6 thoughts on “Morton program on UNC-TV, 3/5-3/6”

  1. Great News, Elizabeth! Thanks for the heads-up! I am regular viewer of Exploring North Carolina with Tom Earnhardt. It is an awesome showcase for the diversity of North Carolina. Tom is great with a subtle sophistication and vast knowledge. I look forward to seeing “your photo selections” on the show! Congrats!

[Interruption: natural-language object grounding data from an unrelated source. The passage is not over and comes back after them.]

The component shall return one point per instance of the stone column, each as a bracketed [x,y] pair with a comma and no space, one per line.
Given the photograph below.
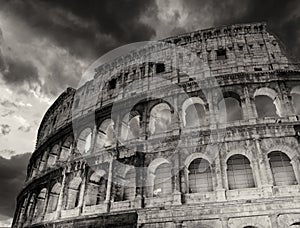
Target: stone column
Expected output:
[261,158]
[109,184]
[212,114]
[82,190]
[295,164]
[177,182]
[224,222]
[220,189]
[251,114]
[61,195]
[94,138]
[45,204]
[265,173]
[256,174]
[274,223]
[20,220]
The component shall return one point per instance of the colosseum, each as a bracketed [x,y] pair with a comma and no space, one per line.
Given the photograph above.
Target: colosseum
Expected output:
[198,130]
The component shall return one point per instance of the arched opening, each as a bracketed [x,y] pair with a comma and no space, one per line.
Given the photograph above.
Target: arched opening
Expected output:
[130,185]
[73,193]
[84,140]
[30,207]
[52,158]
[193,112]
[40,203]
[295,94]
[160,118]
[130,128]
[66,149]
[162,181]
[195,115]
[239,172]
[230,108]
[106,135]
[96,189]
[282,169]
[43,161]
[267,103]
[53,198]
[200,176]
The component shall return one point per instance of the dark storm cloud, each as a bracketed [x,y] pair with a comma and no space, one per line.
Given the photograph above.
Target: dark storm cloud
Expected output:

  2. Well! I hadn’t seen that picture of Hugh in a long time. I took it around 1954 on Calloway Peak, highest point on Grandfather Mountain and highest point in the Blue Ridge Range, where Avery, Watauga, and Caldwell Counties come together. When I say I took it I mean Hugh fixed it so all I had to do was snap the shutter. You may be interested to know that the elevation at that point was recorded as 5964 ft. above sea level when the geodetic survey was made. Jim Morton had the elevation measured again last year with all the fancy new equipment available nowadays and the “measurers” reported the mountain was only 5946 ft. tall. He didn’t want to pay to find out Mt. Mitchell’s height, so all we can do is wonder whether that old hill has shrunk a little, too. But there was one plus: the actual 5280 foot mark (one mile!) is dead in the middle of the Mile High Swinging Bridge Almost too good to be true, but true none the less. Hugh would have had mixed emotions…By the way, the flowers in the second picture are both classified as rare and endangered, and grow in greater abundance on Grandfather than anywhere else. Though that doesn’t mean they are abundant anywhere.. I shall tune you in tomorrow (Thursday), thanks for the reminder.

  3. I really enjoyed the program and shared this blog with a bunch of people so they can tune in tomorrow. We’re some of the lucky ones that get UNC-TV in Virginia.
    Cheers,
    Clyde

  4. WOW!
    Fantastic work, Elizabeth. Your selections of Hugh’s great work were perfect. This is what the future of the Hugh Morton Collection should be about…using his great photography to tell beautiful and important stories.

  5. Great job, Elizabeth! I just watched the show and your photography work was perfectly integrated and illustrative. My fav was the shot of Hugh feeding the big ol’ Black Bear! Nice touch! And hey, I noticed you made the credits and rightly so! Congrats!

  6. The picture of Hugh on the top of the Calloway Peak of Grandfather Mountain was one of the few I ever took. (After all, why would I ?) The second one of him shows him with two of the rare and endangered species on the Mountain. I do not know who took that one.